La ministre déléguée à la Citoyenneté, Marie-Pierre Vedrenne, a demandé à la Sécurité routière d'étudier la généralisation du port du casque obligatoire pour tous les cyclistes et les usagers de trottinettes électriques, sur l'ensemble du territoire. Cette mesure, si elle aboutit, simplifierait considérablement un imbroglio réglementaire qui varie selon les départements et les villes.
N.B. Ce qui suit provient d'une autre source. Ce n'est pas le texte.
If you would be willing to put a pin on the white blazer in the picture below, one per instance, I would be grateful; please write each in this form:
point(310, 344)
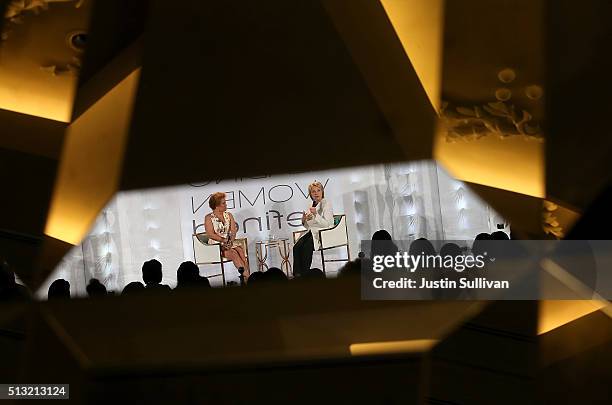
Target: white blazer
point(323, 219)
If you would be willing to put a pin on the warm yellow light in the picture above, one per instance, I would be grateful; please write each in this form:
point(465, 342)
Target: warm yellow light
point(397, 346)
point(419, 26)
point(91, 162)
point(513, 163)
point(553, 313)
point(38, 94)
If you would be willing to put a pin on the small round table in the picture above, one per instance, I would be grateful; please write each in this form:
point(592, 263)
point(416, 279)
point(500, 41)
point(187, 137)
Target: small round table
point(262, 249)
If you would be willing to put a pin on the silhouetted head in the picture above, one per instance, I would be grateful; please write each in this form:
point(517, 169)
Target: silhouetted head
point(313, 274)
point(188, 274)
point(275, 274)
point(450, 249)
point(204, 282)
point(483, 236)
point(95, 288)
point(133, 287)
point(500, 235)
point(381, 235)
point(151, 272)
point(255, 278)
point(351, 269)
point(60, 288)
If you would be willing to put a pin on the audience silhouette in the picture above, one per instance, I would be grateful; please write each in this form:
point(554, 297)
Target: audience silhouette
point(95, 288)
point(133, 287)
point(60, 288)
point(152, 275)
point(188, 275)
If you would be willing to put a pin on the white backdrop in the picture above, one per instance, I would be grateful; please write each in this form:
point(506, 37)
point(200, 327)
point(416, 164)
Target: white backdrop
point(408, 200)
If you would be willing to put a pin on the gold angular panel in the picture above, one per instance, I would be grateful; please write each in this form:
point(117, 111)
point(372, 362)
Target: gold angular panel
point(91, 163)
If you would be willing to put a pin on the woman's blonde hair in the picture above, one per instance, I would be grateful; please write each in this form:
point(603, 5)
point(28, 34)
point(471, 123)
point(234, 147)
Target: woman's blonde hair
point(215, 200)
point(316, 184)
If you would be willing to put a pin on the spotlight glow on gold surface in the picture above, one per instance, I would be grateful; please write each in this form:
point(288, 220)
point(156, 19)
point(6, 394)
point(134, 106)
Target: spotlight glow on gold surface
point(397, 346)
point(419, 25)
point(91, 162)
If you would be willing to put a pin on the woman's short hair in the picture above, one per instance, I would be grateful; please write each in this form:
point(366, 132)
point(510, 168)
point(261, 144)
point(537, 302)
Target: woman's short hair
point(215, 200)
point(316, 184)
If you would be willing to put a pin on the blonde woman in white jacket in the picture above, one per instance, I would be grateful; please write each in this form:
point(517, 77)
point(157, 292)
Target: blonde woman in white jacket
point(319, 216)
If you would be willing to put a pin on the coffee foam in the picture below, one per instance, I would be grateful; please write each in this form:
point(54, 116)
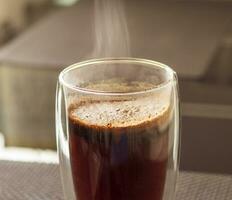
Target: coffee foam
point(121, 113)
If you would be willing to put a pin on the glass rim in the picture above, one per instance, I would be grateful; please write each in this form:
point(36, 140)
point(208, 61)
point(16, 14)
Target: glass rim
point(116, 60)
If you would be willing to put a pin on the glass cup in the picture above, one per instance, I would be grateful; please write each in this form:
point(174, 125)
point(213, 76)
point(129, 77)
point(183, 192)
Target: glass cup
point(117, 126)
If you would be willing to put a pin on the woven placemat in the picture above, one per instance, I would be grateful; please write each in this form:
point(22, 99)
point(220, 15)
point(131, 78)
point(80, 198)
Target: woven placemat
point(36, 181)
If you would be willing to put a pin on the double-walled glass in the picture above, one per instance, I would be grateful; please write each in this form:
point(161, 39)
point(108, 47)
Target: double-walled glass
point(117, 124)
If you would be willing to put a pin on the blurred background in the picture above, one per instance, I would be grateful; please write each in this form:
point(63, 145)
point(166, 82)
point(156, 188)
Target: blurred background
point(38, 38)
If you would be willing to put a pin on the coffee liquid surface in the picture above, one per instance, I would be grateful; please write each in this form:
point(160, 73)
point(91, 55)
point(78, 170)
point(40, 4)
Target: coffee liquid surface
point(119, 148)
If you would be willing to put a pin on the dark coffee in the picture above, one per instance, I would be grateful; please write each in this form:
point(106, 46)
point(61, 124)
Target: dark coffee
point(119, 149)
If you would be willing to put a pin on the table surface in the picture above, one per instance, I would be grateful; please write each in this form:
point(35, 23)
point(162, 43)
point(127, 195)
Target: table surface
point(184, 35)
point(40, 181)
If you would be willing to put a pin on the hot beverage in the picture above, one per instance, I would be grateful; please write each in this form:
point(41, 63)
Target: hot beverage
point(119, 148)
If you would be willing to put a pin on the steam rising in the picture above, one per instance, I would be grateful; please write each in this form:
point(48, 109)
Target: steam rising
point(111, 31)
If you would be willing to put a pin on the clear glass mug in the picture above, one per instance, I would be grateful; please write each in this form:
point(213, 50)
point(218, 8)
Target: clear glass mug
point(117, 125)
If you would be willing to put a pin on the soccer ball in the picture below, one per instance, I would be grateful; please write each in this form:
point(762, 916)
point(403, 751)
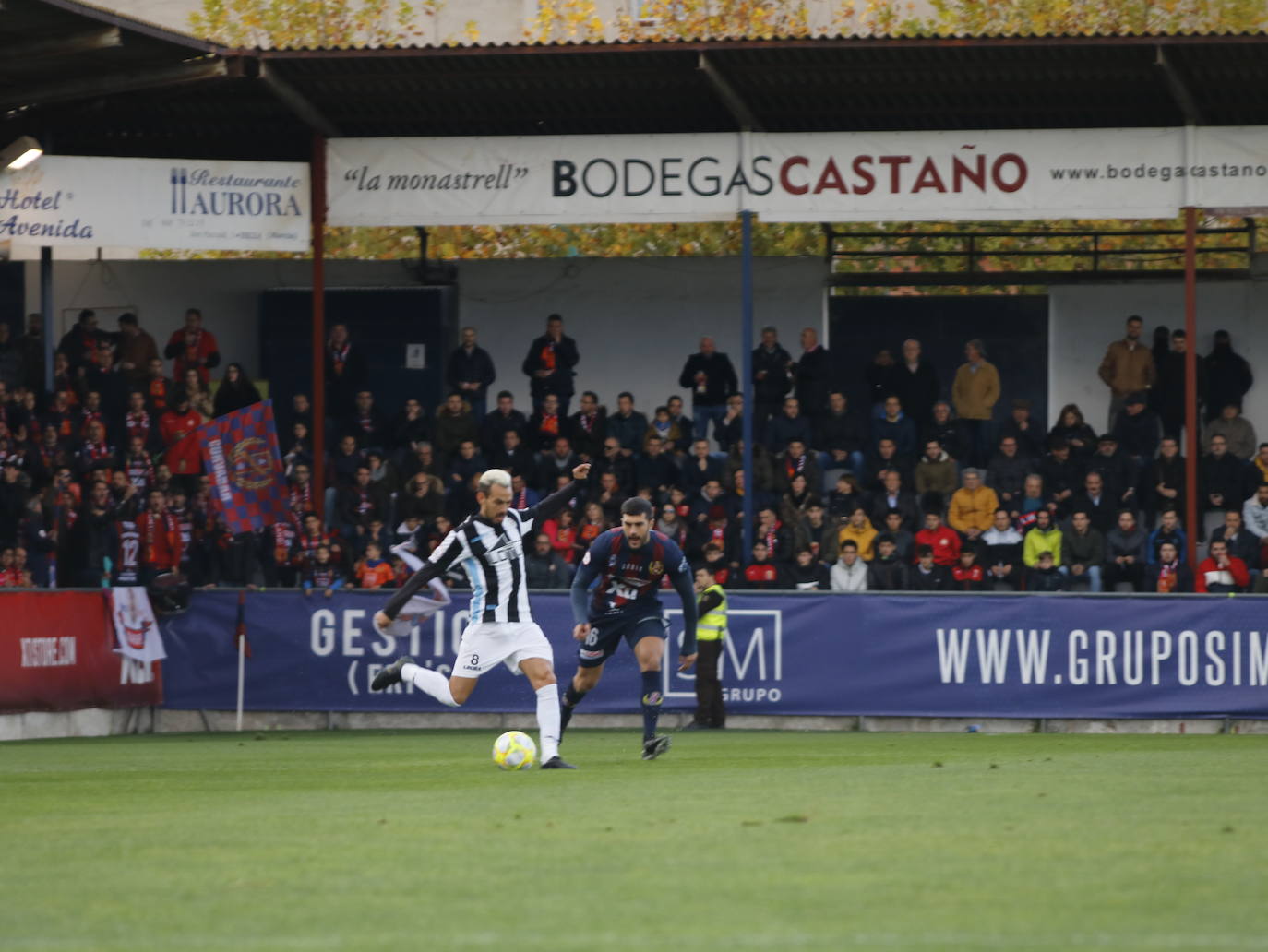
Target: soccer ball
point(515, 751)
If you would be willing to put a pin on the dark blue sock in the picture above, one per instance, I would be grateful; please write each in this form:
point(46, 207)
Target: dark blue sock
point(651, 701)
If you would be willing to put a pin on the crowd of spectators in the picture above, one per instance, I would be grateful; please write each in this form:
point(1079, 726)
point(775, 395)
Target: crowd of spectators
point(928, 487)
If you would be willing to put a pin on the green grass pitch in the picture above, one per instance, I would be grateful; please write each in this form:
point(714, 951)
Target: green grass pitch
point(732, 840)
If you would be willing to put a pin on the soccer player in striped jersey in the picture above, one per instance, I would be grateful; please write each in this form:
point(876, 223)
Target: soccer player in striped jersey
point(490, 546)
point(629, 563)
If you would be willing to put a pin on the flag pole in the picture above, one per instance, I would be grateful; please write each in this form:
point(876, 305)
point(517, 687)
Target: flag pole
point(241, 678)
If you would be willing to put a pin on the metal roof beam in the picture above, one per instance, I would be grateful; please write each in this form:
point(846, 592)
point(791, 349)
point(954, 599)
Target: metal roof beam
point(735, 102)
point(295, 101)
point(105, 85)
point(64, 46)
point(1179, 89)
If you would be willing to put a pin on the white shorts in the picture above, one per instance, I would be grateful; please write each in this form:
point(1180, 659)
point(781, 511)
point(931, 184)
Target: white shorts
point(485, 644)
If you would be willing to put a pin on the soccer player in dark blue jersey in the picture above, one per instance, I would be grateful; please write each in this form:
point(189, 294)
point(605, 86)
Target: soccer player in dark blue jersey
point(629, 563)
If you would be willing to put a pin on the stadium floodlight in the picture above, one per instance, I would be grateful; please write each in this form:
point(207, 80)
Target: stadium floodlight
point(20, 152)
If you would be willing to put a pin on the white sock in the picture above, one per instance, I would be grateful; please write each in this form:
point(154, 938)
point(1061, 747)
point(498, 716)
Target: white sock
point(430, 681)
point(548, 720)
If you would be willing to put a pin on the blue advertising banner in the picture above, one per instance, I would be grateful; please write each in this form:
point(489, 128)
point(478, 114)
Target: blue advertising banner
point(818, 654)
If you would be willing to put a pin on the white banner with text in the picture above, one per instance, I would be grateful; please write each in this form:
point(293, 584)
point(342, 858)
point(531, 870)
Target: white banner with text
point(158, 203)
point(796, 176)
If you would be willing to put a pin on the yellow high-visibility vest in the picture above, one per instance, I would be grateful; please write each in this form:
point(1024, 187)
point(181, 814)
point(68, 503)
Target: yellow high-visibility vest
point(712, 626)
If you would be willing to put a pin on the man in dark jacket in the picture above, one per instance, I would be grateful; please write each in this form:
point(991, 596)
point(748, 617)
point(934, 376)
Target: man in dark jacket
point(915, 382)
point(549, 364)
point(812, 375)
point(471, 373)
point(1227, 376)
point(589, 426)
point(712, 379)
point(772, 378)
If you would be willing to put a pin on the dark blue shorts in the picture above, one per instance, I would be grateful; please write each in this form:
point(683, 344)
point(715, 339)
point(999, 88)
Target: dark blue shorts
point(605, 637)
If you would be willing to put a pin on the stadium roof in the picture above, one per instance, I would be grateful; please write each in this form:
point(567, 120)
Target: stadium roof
point(89, 81)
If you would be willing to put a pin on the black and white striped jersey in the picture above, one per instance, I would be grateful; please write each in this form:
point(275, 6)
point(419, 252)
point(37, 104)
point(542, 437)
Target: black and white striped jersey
point(492, 555)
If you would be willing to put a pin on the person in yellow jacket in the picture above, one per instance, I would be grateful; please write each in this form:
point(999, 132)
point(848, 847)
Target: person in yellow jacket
point(860, 529)
point(973, 506)
point(974, 392)
point(711, 637)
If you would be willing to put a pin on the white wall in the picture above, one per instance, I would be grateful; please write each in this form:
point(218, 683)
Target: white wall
point(634, 319)
point(1085, 318)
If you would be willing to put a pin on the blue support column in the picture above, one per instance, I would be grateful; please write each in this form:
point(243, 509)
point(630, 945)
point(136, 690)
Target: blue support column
point(746, 283)
point(46, 308)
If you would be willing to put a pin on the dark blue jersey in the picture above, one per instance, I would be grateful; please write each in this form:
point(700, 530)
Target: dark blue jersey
point(629, 581)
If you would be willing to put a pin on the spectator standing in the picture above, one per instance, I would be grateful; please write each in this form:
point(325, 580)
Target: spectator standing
point(974, 395)
point(915, 382)
point(1220, 572)
point(589, 426)
point(193, 348)
point(772, 379)
point(850, 572)
point(234, 392)
point(549, 365)
point(135, 349)
point(81, 342)
point(1166, 476)
point(1128, 368)
point(1235, 429)
point(973, 506)
point(712, 379)
point(1227, 376)
point(1020, 425)
point(1126, 553)
point(812, 375)
point(1083, 548)
point(470, 370)
point(1168, 573)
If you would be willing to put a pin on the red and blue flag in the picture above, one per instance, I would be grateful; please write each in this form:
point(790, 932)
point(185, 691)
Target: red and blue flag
point(240, 451)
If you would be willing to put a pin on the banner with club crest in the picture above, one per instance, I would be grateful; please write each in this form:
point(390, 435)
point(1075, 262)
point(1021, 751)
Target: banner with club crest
point(240, 451)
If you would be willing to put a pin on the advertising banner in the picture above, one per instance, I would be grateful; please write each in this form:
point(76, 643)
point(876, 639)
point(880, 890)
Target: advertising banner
point(822, 654)
point(241, 456)
point(58, 653)
point(156, 203)
point(865, 176)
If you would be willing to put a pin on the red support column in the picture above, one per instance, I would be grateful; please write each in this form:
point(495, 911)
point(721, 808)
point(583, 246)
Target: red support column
point(1192, 511)
point(318, 396)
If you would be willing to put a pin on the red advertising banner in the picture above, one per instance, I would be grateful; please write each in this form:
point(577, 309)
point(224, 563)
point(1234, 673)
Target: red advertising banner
point(57, 654)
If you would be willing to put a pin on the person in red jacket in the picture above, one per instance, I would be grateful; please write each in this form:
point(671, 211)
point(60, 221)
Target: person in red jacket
point(179, 431)
point(160, 539)
point(1220, 572)
point(193, 348)
point(943, 541)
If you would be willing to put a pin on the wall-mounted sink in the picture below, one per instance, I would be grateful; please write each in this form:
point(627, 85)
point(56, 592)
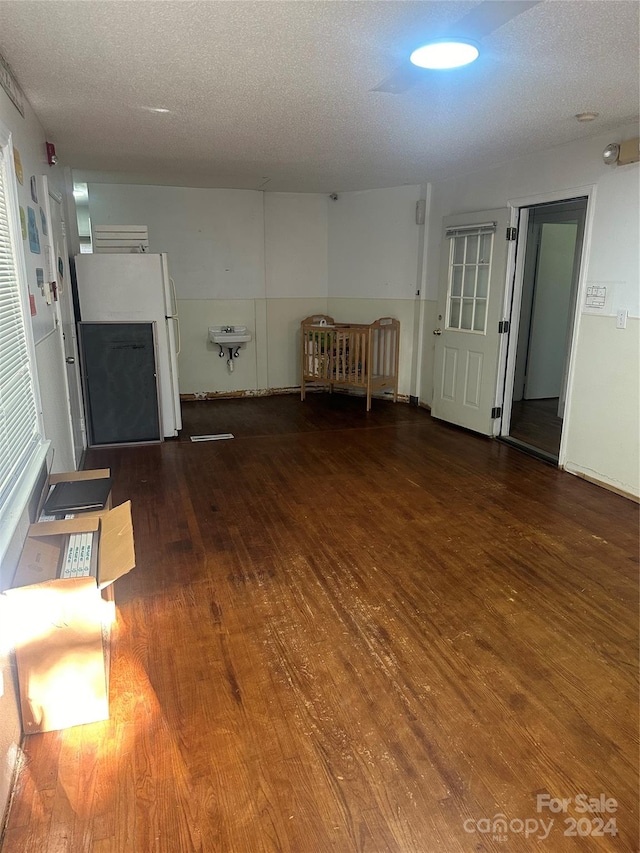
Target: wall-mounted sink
point(229, 336)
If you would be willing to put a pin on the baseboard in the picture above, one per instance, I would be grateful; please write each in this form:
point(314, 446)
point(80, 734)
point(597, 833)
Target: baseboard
point(230, 395)
point(275, 392)
point(17, 767)
point(603, 485)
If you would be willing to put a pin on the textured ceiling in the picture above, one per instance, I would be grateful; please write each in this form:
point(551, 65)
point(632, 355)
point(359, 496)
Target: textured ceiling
point(279, 94)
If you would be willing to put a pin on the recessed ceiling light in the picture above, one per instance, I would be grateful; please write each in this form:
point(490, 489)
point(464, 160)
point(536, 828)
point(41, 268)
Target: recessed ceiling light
point(445, 53)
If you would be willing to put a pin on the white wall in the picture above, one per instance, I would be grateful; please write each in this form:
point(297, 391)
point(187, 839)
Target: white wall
point(374, 262)
point(601, 420)
point(267, 260)
point(238, 257)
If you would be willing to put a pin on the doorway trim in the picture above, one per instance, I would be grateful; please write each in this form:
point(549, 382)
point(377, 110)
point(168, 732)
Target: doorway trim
point(519, 218)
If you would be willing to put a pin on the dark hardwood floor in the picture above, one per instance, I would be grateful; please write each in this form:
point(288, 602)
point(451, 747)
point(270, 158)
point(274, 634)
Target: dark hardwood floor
point(353, 632)
point(536, 423)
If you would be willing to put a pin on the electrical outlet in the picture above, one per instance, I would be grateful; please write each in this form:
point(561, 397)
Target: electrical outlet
point(621, 318)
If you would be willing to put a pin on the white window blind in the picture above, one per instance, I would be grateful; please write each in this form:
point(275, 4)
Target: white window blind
point(19, 426)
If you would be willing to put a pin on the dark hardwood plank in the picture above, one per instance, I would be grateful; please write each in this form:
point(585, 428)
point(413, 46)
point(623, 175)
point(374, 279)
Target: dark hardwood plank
point(351, 632)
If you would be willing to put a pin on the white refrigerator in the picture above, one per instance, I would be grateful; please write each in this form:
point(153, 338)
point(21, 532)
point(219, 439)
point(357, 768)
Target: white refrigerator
point(114, 287)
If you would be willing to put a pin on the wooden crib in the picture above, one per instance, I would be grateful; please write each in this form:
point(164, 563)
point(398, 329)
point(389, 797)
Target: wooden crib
point(350, 354)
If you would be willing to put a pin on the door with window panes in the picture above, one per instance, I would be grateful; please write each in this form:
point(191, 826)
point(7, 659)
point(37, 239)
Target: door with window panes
point(470, 305)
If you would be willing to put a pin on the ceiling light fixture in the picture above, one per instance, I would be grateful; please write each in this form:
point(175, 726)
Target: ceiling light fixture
point(445, 53)
point(611, 154)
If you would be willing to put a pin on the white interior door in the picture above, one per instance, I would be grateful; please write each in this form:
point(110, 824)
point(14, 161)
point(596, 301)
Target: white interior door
point(60, 262)
point(470, 307)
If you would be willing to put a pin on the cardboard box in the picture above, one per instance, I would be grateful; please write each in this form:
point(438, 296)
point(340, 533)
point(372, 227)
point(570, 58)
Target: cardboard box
point(61, 625)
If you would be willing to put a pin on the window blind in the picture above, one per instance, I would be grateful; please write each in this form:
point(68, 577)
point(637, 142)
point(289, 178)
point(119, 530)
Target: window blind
point(19, 427)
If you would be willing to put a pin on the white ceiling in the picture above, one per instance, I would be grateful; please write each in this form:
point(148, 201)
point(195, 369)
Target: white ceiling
point(279, 94)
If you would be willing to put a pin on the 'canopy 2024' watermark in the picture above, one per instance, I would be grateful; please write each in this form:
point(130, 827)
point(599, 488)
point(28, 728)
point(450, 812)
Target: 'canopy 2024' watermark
point(594, 819)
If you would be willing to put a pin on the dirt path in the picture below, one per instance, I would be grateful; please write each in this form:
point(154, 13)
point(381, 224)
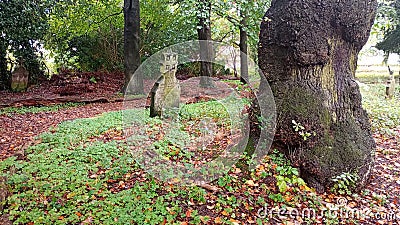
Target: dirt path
point(17, 131)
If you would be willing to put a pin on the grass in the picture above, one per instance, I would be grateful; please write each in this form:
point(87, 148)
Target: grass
point(384, 113)
point(37, 109)
point(375, 74)
point(75, 175)
point(83, 172)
Des règles incohérentes selon les territoires
Actuellement, le port du casque à vélo n'est obligatoire que pour les moins de 12 ans, tandis que pour les trottinettes électriques, il est requis pour tous hors agglomération. Les arrêtés préfectoraux et municipaux ajoutent des couches de complexité : dans le Nord, le préfet rendra le casque obligatoire partout pour les EDPM dès le 1er septembre 2026, une mesure déjà en vigueur dans les Hauts-de-Seine, la Seine-et-Marne, ou des villes comme Compiègne et Romilly-sur-Seine.
Cette disparité est difficile à justifier. Pourquoi un cycliste à 25 km/h serait-il moins exposé qu'un trottinettiste à la même vitesse ? La majorité des accidents mortels d'EDPM surviennent hors agglomération, ce qui a motivé l'obligation du casque dans ces zones. Mais en ville, les risques sont pourtant réels, comme le souligne la ministre : « Les équipements obligatoires sont déterminés au regard de l'exposition aux risques », citant le différentiel de vitesse, la présence de poids lourds et l'état de la chaussée.
Vers une simplification radicale
Face à la multiplication des règles locales, la ministre souhaite harmoniser les choses. Son cabinet a confirmé à 20 Minutes qu'elle a demandé à la Sécurité routière de réfléchir à une généralisation du casque obligatoire « en toutes circonstances et sur l'ensemble du territoire ». Une décision qui pourrait faire râler certains, mais qui répond à une logique de clarté et de sécurité.
La réglementation actuelle est établie par décret, après avis du Conseil d'État, à l'initiative du ministre de l'Intérieur, en associant les ministres des transports et de la justice, précise Marie-Pierre Vedrenne. Les acteurs du secteur sont consultés avant l'entrée en vigueur. Mais les arrêtés locaux viennent souvent brouiller les cartes, créant une mosaïque de règles difficiles à connaître pour les usagers.
Si la réforme aboutit, elle simplifierait la vie des cyclistes et des trottinettistes, qui n'auraient plus à se demander s'ils doivent porter un casque selon qu'ils traversent une commune ou une autre. En attendant, il est conseillé de se renseigner auprès des autorités locales, car nul n'est censé ignorer la loi.